Notwithstanding any other provisions of these bylaws, the board at its discretion shall have the power at any time upon the death of any patron, member or non‑member who is a natural person, if the legal representatives of his estate shall request in writing that the capital credited to any such patron, member or non-member, be retired prior to the time such capital would otherwise be retired under the provisions of these bylaws to retire capital credited to any such patron, member or non‑member, immediately upon such terms and conditions as the board of directors, acting under policies of general application, and the legal representatives of such patron's, member's or non‑member's estate shall agree upon; provided, however, that the financial condition of the Cooperative will not be impaired thereby.
The Cooperative, before retiring any capital credited to any patron's account, shall deduct there from any amount owing by such patron to the Cooperative, together with interest thereon at the legal rate on judgments in effect when such amount became overdue, compounded annually.
The patrons of the Cooperative by dealing with the Cooperative, acknowledge that the terms and provisions of the articles of incorporation and bylaws shall constitute and be a contract between the Cooperative and each patron, and both the Cooperative and the patrons are bound by such contract, as fully as though each patron had individually signed a separate instrument containing such terms and provisions. The provisions of this article of the bylaws shall be called to the attention of each patron of the Cooperative by posting in a conspicuous place in the Cooperative's office.
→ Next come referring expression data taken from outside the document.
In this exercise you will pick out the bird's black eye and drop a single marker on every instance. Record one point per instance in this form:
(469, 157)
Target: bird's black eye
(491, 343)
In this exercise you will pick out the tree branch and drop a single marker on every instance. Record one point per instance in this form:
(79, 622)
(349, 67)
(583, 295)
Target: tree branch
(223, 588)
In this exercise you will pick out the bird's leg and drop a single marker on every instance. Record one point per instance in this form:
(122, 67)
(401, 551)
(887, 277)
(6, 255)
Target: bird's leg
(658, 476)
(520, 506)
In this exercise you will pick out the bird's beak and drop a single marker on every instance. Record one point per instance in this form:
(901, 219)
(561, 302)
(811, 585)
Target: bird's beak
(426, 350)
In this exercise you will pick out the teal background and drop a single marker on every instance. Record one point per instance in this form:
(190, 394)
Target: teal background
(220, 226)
SECTION 3. Assignment of Patronage Capital to the Cooperative
Notwithstanding any provisions herein contained to the contrary, the Cooperative shall recover, after a period of two (2) years, any unclaimed capital credits, patronage refunds, utility deposits, membership fees, or account balances for which the owner (member or former member) cannot be found and are the result of distributable savings of the Cooperative, giving sixty (60) days notice in a newspaper of general circulation, published in the county in which the Cooperative locates its general headquarters. Such notice shall state the owner's name and approximate amount of owner's interest, and that if not duly claimed within sixty (60) days of said notice; the same shall be turned over to the Cooperative, which shall reallocate the same to other members. If no provable claim shall have been filed within sixty (60) days after the one-time publication of said notice, the Cooperative may credit against said account any amounts due and owing the Cooperative by said member and thereafter allocate to the other members of the Cooperative on a pro rata basis. Such amounts of said members (the allocations herein contemplated) shall be allocated to those who are members as of the year and on a pro rata basis for the year in which the 60th day falls after the published notice.
ny member or former member’s who fails to claim any capital credit or other payment within two (2) years after payment has been made available to such person, shall have made an irrevocable assignment and gift to the Cooperative of such capital credits or other payments.